Se é verdade que o futebol é um jogo de emoções, não será menos verdade que poucos o vivem de forma tão apaixonada como os sul-americanos.

Ninguém estranha, por isso, que mesmo já sem qualquer possibilidade de apuramento para os oitavos de final - ao contrário da Austrália, que se podia apurar – tenham sido os adeptos peruanos a fazer a maior festa no estádio de Sochi antes e durante a partida.

E isso tem muito pouco a ver com a vitória por 2-0. Muito pouco mesmo.

Se não, o que dizer das lágrimas nas faces dos adeptos do Peru no momento do 0-1, aos 18 minutos do último jogo da fase de grupos, no cenário já descrito?

O que dizer das centenas de adeptos peruanos que, em Sochi, choraram de alegria no final de um jogo que sabem que é o último deste Mundial de 2018?

A resposta é mais complexa do que pode parecer: 36 anos de espera. Foi demasiado tempo sem que a nação peruana visse um golo do seu país no Mundial.

Para se ter uma ideia do que são estas mais de três décadas e meia, quando Guillermo La Rosa marcou o golo de honra daquela derrota por 5-1 frente à Polónia, do Mundial de Espanha, em 1982, faltavam nove anos para nascer André Carrillo, o homem que devolveu a alegria a todo o povo peruano, nesta terça-feira.

É por isso que aquele pontapé fantástico do jogador emprestado pelo Benfica ao Watford, após bom trabalho de Guerrero a esperar a subida dos companheiros, soltou a emoção que estava presa há tanto tempo.

E a verdade é que o grito que ecoou das gargantas peruanas parece ter servido para a Austrália se enfiar dentro do bolso e sair do jogo.

Para quem precisava de vencer o jogo, os socceros mostraram-se demasiado inofensivos. E pouco ambiciosos, verdade seja dita.

Já a equipa de Ricardo Gareca, depois de solta a pressão, cresceu e passou a assumir o jogo de forma declarada.

E como tal, voltou a marcar. Mais um golo cheio de simbolismo, diga-se. Mais não seja, porque foi conseguido pelo capitão Guerrero que, depois de uma luta árdua para marcar presença no Mundial, inscreveu o seu nome – e as suas lágrimas, pois claro – na história deste torneio. E garantiu uma vitória peruana, algo que não acontecia ainda há mais tempo, 40 anos, mais precisamente.

Soltem a festa, são livres!

Depois desse golo e até ao final, o jogo decorreu sem grandes motivos de interesse dentro do relvado, apesar das várias tentativas que a Austrália ainda fez para reagir, e da entrada do australiano Cahil para se estrear na sua quarta fase final de um Mundial.

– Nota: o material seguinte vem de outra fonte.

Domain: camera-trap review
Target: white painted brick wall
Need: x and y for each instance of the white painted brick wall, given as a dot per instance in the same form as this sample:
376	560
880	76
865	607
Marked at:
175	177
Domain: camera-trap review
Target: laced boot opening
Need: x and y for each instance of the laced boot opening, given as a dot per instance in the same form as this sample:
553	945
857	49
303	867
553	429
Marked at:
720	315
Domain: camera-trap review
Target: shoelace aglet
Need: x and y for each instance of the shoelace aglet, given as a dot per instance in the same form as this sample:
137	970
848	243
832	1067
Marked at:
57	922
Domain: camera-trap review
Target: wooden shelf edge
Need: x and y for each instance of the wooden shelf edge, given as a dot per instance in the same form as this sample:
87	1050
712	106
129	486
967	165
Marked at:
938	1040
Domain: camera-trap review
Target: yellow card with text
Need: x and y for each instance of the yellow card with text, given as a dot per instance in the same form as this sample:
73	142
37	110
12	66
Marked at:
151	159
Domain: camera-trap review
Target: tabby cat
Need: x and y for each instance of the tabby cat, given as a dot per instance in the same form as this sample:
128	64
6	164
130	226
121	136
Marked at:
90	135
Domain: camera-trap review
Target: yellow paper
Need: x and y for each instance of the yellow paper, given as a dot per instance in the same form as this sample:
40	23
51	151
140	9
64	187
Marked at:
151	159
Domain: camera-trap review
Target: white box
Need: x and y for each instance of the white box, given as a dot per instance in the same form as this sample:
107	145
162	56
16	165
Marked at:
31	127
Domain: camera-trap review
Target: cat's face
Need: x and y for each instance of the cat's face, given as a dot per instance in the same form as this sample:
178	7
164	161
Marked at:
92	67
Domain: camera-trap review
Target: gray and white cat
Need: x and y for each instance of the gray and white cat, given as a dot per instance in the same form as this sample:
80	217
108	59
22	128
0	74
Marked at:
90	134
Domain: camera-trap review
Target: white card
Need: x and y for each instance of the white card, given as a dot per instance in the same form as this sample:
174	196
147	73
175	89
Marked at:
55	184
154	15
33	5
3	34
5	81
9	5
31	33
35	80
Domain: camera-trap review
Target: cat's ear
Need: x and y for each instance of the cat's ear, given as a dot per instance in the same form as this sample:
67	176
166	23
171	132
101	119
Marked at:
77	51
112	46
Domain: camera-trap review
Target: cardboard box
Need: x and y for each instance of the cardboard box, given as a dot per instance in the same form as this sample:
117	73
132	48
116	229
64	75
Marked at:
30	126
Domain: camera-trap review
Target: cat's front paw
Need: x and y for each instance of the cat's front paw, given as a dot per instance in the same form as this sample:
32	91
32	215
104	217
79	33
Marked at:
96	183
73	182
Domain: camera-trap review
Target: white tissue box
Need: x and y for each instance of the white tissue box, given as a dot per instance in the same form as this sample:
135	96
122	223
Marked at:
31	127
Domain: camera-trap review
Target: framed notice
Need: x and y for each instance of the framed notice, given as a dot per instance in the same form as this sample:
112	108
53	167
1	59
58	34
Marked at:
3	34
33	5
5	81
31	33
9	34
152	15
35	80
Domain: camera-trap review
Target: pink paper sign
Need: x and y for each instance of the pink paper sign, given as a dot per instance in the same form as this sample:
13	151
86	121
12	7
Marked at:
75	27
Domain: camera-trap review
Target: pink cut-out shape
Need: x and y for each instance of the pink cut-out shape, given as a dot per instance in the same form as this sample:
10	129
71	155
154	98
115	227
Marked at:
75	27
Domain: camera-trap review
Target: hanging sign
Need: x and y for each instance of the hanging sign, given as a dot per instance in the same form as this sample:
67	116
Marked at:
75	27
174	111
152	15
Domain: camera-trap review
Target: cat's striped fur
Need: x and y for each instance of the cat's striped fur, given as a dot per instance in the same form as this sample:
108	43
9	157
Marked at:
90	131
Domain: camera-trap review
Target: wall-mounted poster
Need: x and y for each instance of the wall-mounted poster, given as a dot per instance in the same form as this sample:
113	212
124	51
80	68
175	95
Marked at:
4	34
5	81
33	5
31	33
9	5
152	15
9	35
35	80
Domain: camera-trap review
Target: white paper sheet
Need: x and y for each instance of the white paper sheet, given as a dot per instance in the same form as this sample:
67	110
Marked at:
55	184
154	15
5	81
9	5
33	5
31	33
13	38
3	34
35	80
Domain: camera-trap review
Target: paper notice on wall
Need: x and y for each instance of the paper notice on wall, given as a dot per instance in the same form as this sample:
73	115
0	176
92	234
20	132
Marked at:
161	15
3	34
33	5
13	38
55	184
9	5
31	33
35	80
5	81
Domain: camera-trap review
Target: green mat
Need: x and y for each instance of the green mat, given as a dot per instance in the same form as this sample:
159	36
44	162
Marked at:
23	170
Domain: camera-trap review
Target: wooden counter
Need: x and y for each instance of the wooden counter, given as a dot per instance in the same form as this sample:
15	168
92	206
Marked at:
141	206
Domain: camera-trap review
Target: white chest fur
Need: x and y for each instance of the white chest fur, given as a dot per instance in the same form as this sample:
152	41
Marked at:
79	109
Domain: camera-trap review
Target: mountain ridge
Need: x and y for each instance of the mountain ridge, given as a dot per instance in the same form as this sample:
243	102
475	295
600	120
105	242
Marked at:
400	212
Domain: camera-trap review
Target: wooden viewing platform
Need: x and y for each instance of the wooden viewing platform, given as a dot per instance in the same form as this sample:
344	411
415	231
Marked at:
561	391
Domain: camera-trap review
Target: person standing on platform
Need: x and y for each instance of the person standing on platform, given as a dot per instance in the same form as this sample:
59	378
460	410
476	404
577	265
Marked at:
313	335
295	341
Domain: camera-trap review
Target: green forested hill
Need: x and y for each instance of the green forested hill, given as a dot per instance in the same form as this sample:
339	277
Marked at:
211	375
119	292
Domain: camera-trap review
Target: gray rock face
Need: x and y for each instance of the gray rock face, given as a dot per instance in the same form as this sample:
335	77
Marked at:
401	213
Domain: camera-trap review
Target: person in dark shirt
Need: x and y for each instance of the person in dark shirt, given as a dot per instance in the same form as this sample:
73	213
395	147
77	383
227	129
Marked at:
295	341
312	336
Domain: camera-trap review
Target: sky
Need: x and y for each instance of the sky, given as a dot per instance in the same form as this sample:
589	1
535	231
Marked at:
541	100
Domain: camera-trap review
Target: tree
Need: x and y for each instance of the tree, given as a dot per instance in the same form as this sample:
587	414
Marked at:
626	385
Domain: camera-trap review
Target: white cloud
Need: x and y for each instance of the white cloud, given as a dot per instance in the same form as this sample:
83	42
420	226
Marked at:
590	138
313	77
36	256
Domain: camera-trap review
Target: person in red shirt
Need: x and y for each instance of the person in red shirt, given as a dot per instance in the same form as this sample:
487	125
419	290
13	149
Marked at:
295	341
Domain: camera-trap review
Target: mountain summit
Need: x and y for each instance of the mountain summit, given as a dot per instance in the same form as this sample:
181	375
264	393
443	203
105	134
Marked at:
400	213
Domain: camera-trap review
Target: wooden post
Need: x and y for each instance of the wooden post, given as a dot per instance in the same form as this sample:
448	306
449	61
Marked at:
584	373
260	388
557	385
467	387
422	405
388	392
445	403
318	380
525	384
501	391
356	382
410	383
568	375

Na bancada é que o cenário era distinto. Vivia-se uma enorme festa nas bancadas.

Gente vestida de branco e vermelho que cantava, saltava e festejava de forma emocionada um triunfo que valeu muito mais do que a subida do 4.º para o 3.º lugar no grupo C, por troca com a Austrália.

Valeu o orgulho de uma nação, demonstrada novamente após o apito final, com milhares de peruanos a entoar a plenos pulmões, de lágrimas nos olhos, o hino do Peru que até começa com a frase «Somos libres». Estão agora livres da pressão que traziam aqueles 36 anos, largo tiempo, depois.

Por isso é que imagens como as do final deste Austrália-Peru são um hino ao que o futebol devia ser sempre.